Based on Peter Schweizer's book "Reagan's War," the movie (which Schweizer exec-produced) traces a line of causality that goes from the assassination of Archduke Ferdinand in 1914 to the Cold War. It goes something like this: A "beast" arose from "the fever swamp" of World War I and "played upon man's yearning for a utopian solution to its abject misery, a quasi-religious criminal taking the form of a political messiah." Basically, this beast represents all the evil 'isms of the 20th century: Bolshevism, communism, fascism and Nazism, all of which advocated state control and power as their goal.
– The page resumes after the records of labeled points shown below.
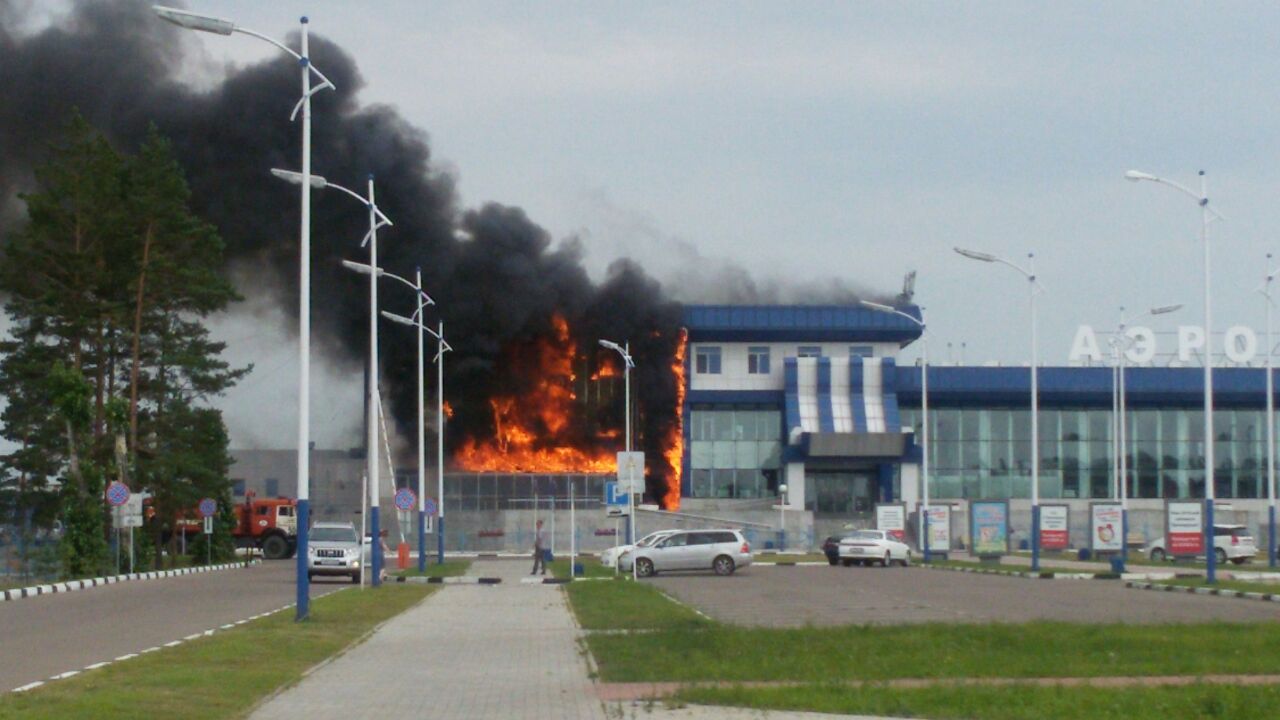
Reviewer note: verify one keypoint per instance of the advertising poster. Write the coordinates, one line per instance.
(1055, 527)
(1106, 527)
(891, 518)
(1184, 527)
(940, 528)
(990, 531)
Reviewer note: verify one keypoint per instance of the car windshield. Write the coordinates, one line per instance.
(333, 534)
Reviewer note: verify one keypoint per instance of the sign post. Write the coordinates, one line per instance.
(940, 529)
(988, 529)
(1106, 527)
(1055, 527)
(891, 518)
(1184, 528)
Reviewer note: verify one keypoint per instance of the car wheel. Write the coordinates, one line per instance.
(723, 565)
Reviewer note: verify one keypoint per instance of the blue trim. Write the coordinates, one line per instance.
(826, 417)
(792, 397)
(888, 384)
(1082, 387)
(855, 395)
(799, 323)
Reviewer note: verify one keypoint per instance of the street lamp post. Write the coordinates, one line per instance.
(1206, 212)
(376, 219)
(1029, 273)
(442, 347)
(1271, 425)
(1121, 347)
(219, 26)
(625, 351)
(924, 418)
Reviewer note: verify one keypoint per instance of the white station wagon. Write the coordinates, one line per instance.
(864, 547)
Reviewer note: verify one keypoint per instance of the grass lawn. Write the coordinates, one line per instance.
(1024, 702)
(220, 675)
(1243, 586)
(625, 605)
(451, 569)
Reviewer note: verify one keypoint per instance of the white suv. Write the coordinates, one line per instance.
(722, 551)
(1230, 542)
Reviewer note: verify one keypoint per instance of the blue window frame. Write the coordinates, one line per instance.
(707, 360)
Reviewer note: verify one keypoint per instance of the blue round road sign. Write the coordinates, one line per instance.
(117, 493)
(406, 499)
(208, 507)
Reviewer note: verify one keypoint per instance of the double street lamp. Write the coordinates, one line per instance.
(376, 219)
(1120, 345)
(1029, 273)
(625, 351)
(442, 347)
(1207, 215)
(924, 418)
(219, 26)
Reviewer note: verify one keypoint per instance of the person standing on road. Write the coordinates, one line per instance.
(539, 548)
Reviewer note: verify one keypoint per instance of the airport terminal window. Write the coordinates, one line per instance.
(707, 360)
(735, 451)
(986, 452)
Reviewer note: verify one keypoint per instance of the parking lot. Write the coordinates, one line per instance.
(794, 596)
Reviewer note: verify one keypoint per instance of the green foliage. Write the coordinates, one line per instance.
(109, 283)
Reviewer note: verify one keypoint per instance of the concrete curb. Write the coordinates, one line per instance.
(1221, 592)
(72, 586)
(453, 580)
(1042, 575)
All metaphorical beasts need metaphorical heroes, like Ronald Reagan.
This is the sort of film that will make its target audience, presumably religious, right-wing Christians, heartened and possibly misty-eyed. But it's likely to provoke hooting and hollering in less reverent circles. Being single-minded in purpose, "In the Face of Evil" takes a wide berth around issues and events inconvenient to its narrative propulsion. In its mythic retelling of Reagan's life, for instance, the members of the counterculture that Reagan fought as California governor are little more than kissing cousins of the beast.
The movie's biggest selling point, that Reagan brought down the house of the USSR, has much merit, in that Reagan spearheaded a concerted effort to dismantle the Soviet machine. But the movie plays down the almost innumerable contributing factors, including the Soviet Union's internal economic collapse. (The USSR was an empire, journalist and international studies author Josef Joffe recently wrote in the National Interest, that "died in bed.") This is for the pre-converted, certainly not the left, or even those who consider themselves detached observers.
IN THE FACE OF EVIL: REAGAN'S WAR IN WORD AND DEED (PG-13, 110 minutes) --Contains footage of historical atrocities. At National Amusements Reston and Cineplex Odeon Wisconsin Avenue.